Autistic features in a total population of 7–9-year-old children assessed by the ASSQ (Autism Spectrum Screening Questionnaire)


Maj-Britt Posserud, Centre for Child and Adolescent Mental Health, University of Bergen, Box 7800, 5020 Bergen, Norway; Tel: + 47–55583133, 55586214; Fax: + 47-55588379; Email:


Background:  The prevalence of autism is reported to be on the rise worldwide. Change of diagnostic criteria and a broadening of the concept of autism have been mentioned as contributing factors. Further studies of general populations are needed. The present study assessed the distribution of autistic features in a total population of children 7–9 years of age, and explored the impact of age, gender, informant, and participation bias on symptom report.

Methods:  Teacher and parent forms of the Autism Spectrum Screening Questionnaire (ASSQ) were used in the ‘Bergen Child Study’, a total population study of 9430 children aged 7–9 years. Completed teacher forms were returned for 97% and parent forms for 71% of the children. High-scorers were defined according to the ASSQ validation study by Ehlers, Gillberg, and Wing (1999).

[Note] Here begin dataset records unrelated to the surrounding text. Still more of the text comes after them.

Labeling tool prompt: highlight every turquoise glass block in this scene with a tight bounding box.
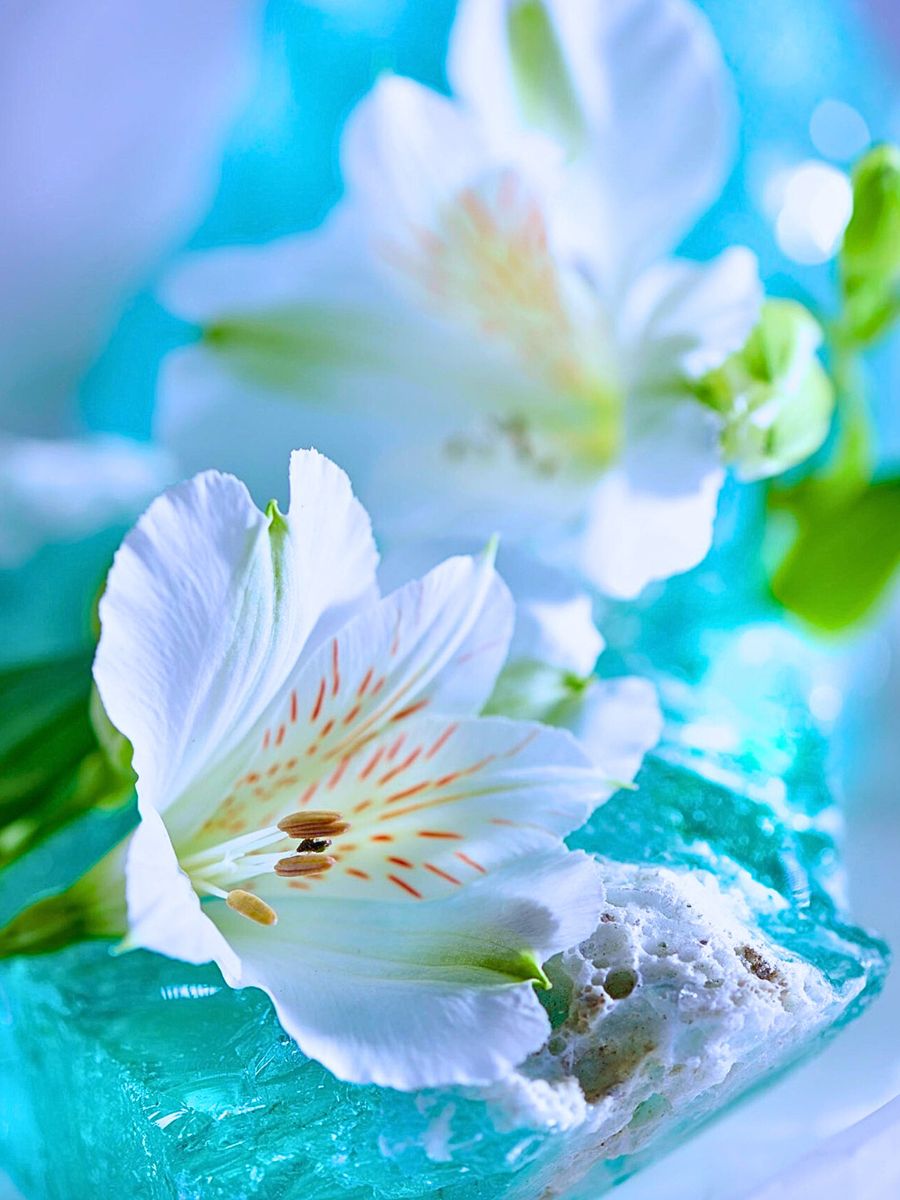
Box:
[0,580,886,1200]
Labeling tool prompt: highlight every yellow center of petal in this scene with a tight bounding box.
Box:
[390,169,622,474]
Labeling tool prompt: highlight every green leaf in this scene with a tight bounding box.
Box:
[840,144,900,344]
[770,478,900,632]
[0,654,133,866]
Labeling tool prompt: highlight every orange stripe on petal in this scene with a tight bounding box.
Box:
[388,875,422,900]
[455,850,487,875]
[422,863,462,888]
[331,638,341,696]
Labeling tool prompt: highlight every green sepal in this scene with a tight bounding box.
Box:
[506,0,587,156]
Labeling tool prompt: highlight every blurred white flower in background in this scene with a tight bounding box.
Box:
[0,0,258,565]
[158,0,762,596]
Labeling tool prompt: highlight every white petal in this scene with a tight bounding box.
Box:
[244,716,607,902]
[125,809,240,972]
[563,676,662,784]
[620,246,763,391]
[212,851,602,1090]
[449,0,732,274]
[0,434,174,566]
[341,76,492,244]
[182,558,512,845]
[378,538,604,676]
[580,397,724,599]
[94,451,376,809]
[0,0,258,433]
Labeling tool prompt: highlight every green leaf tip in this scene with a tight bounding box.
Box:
[265,500,288,533]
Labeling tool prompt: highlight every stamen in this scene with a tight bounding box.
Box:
[278,812,350,840]
[226,888,278,925]
[275,854,336,876]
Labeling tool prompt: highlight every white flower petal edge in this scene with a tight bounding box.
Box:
[222,851,600,1090]
[564,676,662,784]
[95,451,612,1088]
[378,538,604,676]
[94,451,377,811]
[580,397,725,600]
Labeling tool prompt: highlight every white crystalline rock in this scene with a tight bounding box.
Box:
[451,863,847,1196]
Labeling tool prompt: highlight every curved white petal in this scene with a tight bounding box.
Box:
[94,451,376,809]
[619,246,763,391]
[210,850,602,1090]
[0,434,174,566]
[562,676,662,784]
[220,716,607,902]
[378,538,604,676]
[125,809,240,972]
[0,0,259,433]
[578,397,725,599]
[174,558,512,845]
[449,0,732,277]
[341,76,493,246]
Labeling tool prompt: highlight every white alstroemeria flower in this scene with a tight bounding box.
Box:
[379,538,662,772]
[95,451,628,1088]
[158,0,761,596]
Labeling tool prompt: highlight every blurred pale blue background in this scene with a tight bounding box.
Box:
[0,0,900,1200]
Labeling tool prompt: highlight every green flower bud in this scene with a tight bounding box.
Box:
[698,300,834,480]
[840,145,900,342]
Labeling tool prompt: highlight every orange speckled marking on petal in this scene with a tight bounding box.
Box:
[310,676,325,721]
[388,875,422,900]
[384,779,431,804]
[331,637,341,696]
[454,850,487,875]
[422,863,462,888]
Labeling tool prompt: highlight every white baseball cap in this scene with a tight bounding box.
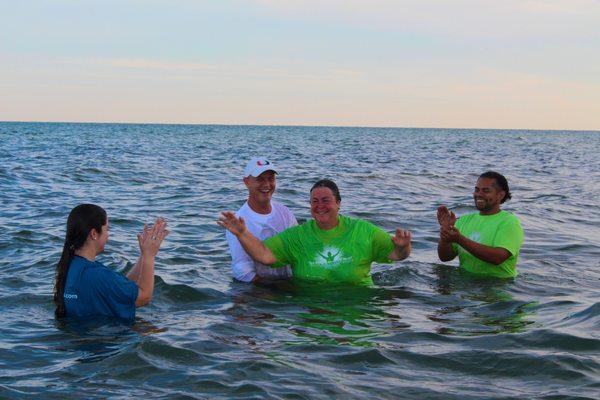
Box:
[244,157,277,177]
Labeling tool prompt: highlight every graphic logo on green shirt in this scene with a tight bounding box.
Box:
[469,232,481,243]
[313,246,352,269]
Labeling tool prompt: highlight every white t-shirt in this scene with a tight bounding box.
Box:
[225,200,298,282]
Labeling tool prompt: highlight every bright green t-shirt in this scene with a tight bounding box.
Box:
[264,215,394,284]
[452,210,523,278]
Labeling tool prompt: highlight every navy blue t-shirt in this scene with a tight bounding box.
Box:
[64,256,138,319]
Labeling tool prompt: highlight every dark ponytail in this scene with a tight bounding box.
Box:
[54,204,106,318]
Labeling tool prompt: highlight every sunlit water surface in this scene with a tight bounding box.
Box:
[0,123,600,399]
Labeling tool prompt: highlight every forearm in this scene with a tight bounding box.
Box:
[127,256,142,283]
[135,254,154,307]
[388,243,412,261]
[457,235,510,265]
[438,239,456,261]
[237,230,277,265]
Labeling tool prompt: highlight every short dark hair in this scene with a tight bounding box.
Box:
[479,171,512,203]
[310,179,342,201]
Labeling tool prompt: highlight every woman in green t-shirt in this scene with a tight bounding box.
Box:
[217,179,411,284]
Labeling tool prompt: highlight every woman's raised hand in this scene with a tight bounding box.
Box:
[437,205,456,227]
[138,217,169,257]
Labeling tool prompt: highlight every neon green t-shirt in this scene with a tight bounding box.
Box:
[452,210,523,278]
[264,215,394,284]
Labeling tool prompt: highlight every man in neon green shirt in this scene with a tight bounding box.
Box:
[437,171,523,278]
[217,179,412,284]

Results:  The distribution of ASSQ scores was found to be almost continuous. Of the children with both a teacher and a parent form, 2.1% were defined as high-scorers. Children without parent informed consent (i.e., anonymous children) obtained significantly higher teacher scores than those who had questionnaires completed by both parent and teacher. Adjusting prevalence for the anonymous children, the prevalence of high-scorers was 2.7% of the total population. Age did not affect symptom scores. Boys scored higher and parents reported more symptoms, particularly in girls. Agreement between informants was low to moderate.

Conclusions:  Autism symptoms are not uncommon in the general population of children. Our findings are consistent with the concept of autism as a spectrum. Non-responders had a higher load of autism symptoms than identified children, indicating that reports on the prevalence of autism in a responder group underestimate true prevalence. Large differences across informants suggested the need to gather information both from families and from schools when screening for autism spectrum disorders.